La réglementation impose que les cadavres d'animaux de compagnie soient soit incinérés, soit enterrés dans un cimetière animalier agréé. Les propriétaires peuvent également opter pour la crémation individuelle, avec restitution des cendres, ou collective. Pour les animaux d'élevage, l'équarrissage est obligatoire, avec des coûts supportés par les éleveurs.

« La mort d'un animal est devenue un vrai business, avec des offres de plus en plus sophistiquées », explique Marie Dupont, sociologue spécialiste des rites funéraires. « On voit apparaître des services de thanatopraxie animale, des cercueils sur mesure, et même des cimetières privés. »

Un marché en croissance

Le marché devrait continuer à croître, porté par la hausse du nombre d'animaux de compagnie (plus de 63 millions en France) et la volonté des propriétaires de leur offrir une « belle mort ». Les entreprises innovent avec des offres de crémation à domicile ou des services de deuil en ligne.

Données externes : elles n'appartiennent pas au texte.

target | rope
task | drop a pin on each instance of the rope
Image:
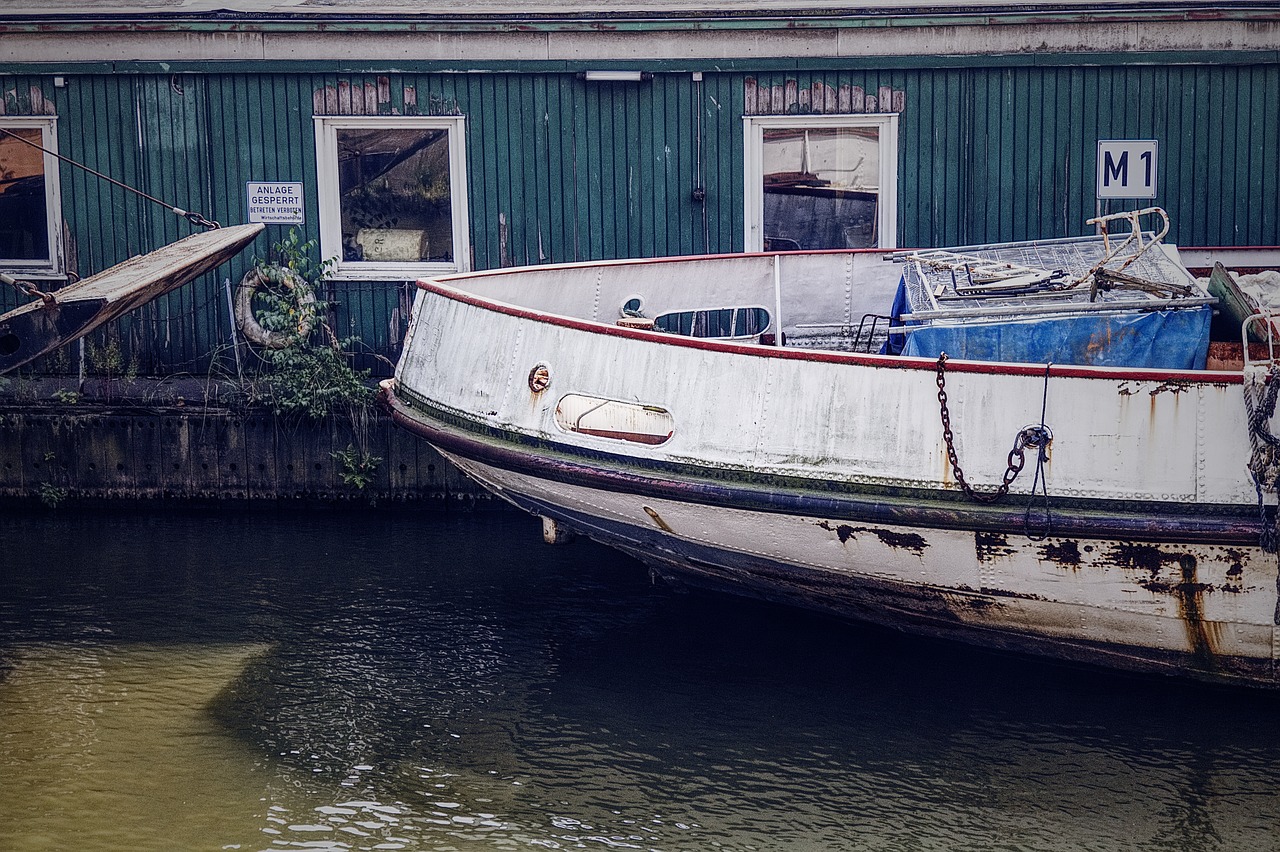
(193, 218)
(1261, 389)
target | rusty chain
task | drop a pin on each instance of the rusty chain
(1034, 436)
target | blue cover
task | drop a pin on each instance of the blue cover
(1157, 339)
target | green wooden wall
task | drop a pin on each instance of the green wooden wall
(563, 169)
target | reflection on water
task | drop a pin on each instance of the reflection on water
(391, 681)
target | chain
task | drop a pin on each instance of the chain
(1034, 436)
(28, 289)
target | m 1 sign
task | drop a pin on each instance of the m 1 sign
(1127, 168)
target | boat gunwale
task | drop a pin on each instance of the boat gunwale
(444, 287)
(1082, 518)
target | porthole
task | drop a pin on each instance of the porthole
(624, 421)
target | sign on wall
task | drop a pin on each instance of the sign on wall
(1127, 168)
(275, 202)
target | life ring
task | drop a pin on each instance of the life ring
(248, 324)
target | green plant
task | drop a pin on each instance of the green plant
(311, 372)
(356, 467)
(51, 494)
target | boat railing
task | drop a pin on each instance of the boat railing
(1269, 334)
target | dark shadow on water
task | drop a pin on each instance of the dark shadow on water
(458, 653)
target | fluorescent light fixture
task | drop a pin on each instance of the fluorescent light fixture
(616, 76)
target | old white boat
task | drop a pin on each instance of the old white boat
(55, 319)
(1070, 481)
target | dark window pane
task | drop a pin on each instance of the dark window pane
(23, 210)
(821, 187)
(394, 195)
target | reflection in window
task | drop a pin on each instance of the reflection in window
(821, 187)
(612, 418)
(23, 200)
(716, 323)
(394, 195)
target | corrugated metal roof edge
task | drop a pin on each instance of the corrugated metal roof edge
(663, 65)
(307, 21)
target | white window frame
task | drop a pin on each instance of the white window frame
(330, 214)
(54, 266)
(753, 134)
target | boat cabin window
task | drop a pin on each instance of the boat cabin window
(30, 211)
(821, 182)
(392, 195)
(622, 421)
(717, 323)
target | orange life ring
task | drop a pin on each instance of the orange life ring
(248, 324)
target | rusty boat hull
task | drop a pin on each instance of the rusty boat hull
(821, 479)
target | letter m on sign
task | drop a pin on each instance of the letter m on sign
(1127, 168)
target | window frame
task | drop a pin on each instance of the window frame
(753, 143)
(329, 198)
(53, 268)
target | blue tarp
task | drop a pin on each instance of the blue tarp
(1159, 339)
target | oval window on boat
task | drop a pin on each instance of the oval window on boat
(621, 421)
(714, 323)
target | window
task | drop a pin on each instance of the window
(821, 182)
(393, 196)
(30, 209)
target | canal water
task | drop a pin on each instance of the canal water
(398, 681)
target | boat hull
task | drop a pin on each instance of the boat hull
(1173, 604)
(828, 477)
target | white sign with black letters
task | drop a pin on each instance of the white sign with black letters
(1127, 168)
(275, 202)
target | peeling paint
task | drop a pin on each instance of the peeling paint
(912, 541)
(992, 545)
(657, 518)
(1065, 553)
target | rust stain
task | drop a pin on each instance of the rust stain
(912, 541)
(992, 545)
(1202, 636)
(1148, 558)
(1065, 553)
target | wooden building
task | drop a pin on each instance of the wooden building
(412, 137)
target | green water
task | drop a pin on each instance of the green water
(397, 681)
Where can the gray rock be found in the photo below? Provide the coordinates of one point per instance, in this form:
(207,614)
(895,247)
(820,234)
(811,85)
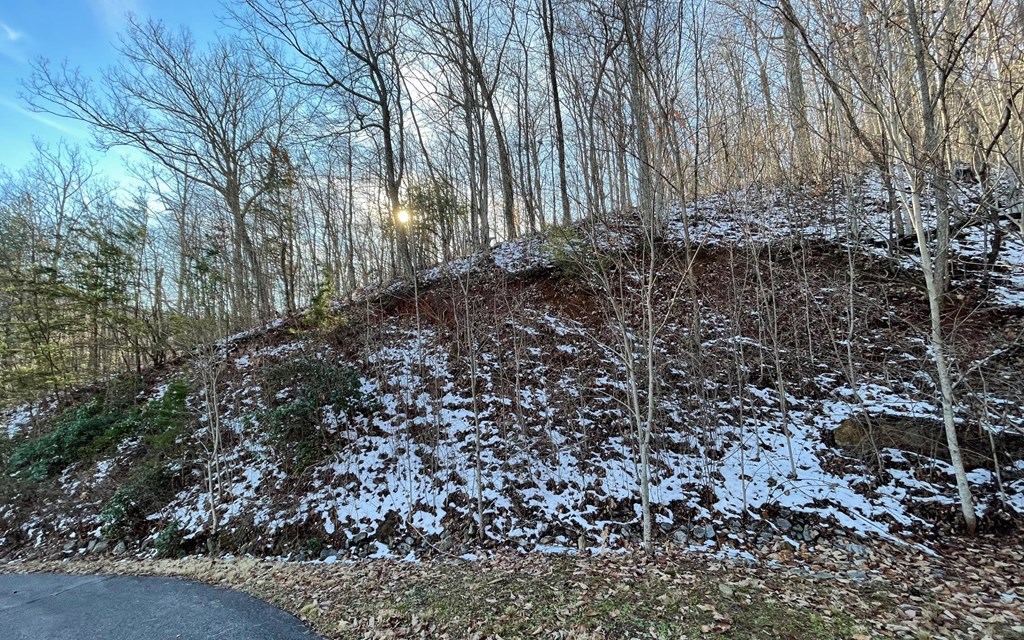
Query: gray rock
(857,550)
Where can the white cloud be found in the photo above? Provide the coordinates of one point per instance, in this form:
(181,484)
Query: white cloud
(9,33)
(111,13)
(12,43)
(41,119)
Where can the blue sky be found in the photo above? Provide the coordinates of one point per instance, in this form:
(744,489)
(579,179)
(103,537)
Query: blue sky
(84,32)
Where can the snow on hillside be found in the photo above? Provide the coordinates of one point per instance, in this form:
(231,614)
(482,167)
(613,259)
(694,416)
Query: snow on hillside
(544,442)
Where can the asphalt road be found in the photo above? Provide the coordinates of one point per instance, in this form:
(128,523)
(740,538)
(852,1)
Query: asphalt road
(37,606)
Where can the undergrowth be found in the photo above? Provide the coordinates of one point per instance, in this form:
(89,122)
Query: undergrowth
(300,392)
(99,426)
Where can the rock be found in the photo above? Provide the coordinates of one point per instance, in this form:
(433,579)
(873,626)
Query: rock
(856,550)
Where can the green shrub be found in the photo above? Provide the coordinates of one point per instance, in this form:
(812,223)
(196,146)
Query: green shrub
(163,420)
(98,426)
(320,314)
(572,257)
(297,423)
(168,541)
(80,431)
(144,492)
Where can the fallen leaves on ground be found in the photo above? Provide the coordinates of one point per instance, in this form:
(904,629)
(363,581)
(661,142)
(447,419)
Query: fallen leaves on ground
(971,589)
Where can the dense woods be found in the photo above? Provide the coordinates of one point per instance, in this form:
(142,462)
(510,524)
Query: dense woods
(327,146)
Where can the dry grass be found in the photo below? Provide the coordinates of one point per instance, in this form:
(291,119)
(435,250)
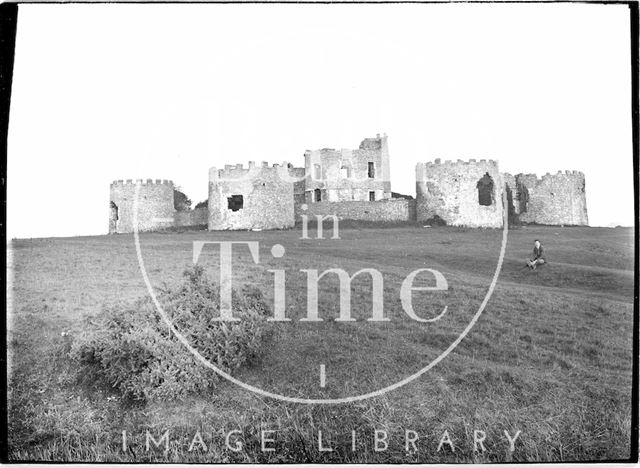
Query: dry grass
(551,355)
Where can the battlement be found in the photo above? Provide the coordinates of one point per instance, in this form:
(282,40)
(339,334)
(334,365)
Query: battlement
(560,176)
(142,182)
(450,163)
(235,171)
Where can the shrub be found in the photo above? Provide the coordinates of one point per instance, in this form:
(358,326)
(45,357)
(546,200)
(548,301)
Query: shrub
(131,348)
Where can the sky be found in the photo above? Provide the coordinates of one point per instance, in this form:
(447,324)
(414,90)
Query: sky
(106,92)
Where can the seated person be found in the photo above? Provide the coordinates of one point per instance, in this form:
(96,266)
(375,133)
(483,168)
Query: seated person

Un exemple concret : le Crématorium Animalier de Lyon a traité 12 000 dépouilles en 2025, soit une augmentation de 15 % par rapport à 2024. Son chiffre d'affaires a atteint 3 millions d'euros.

« Les gens sont prêts à dépenser de l'argent pour honorer la mémoire de leur animal, comme pour un membre de la famille », confirme Jean Martin, directeur général du groupe Atemax.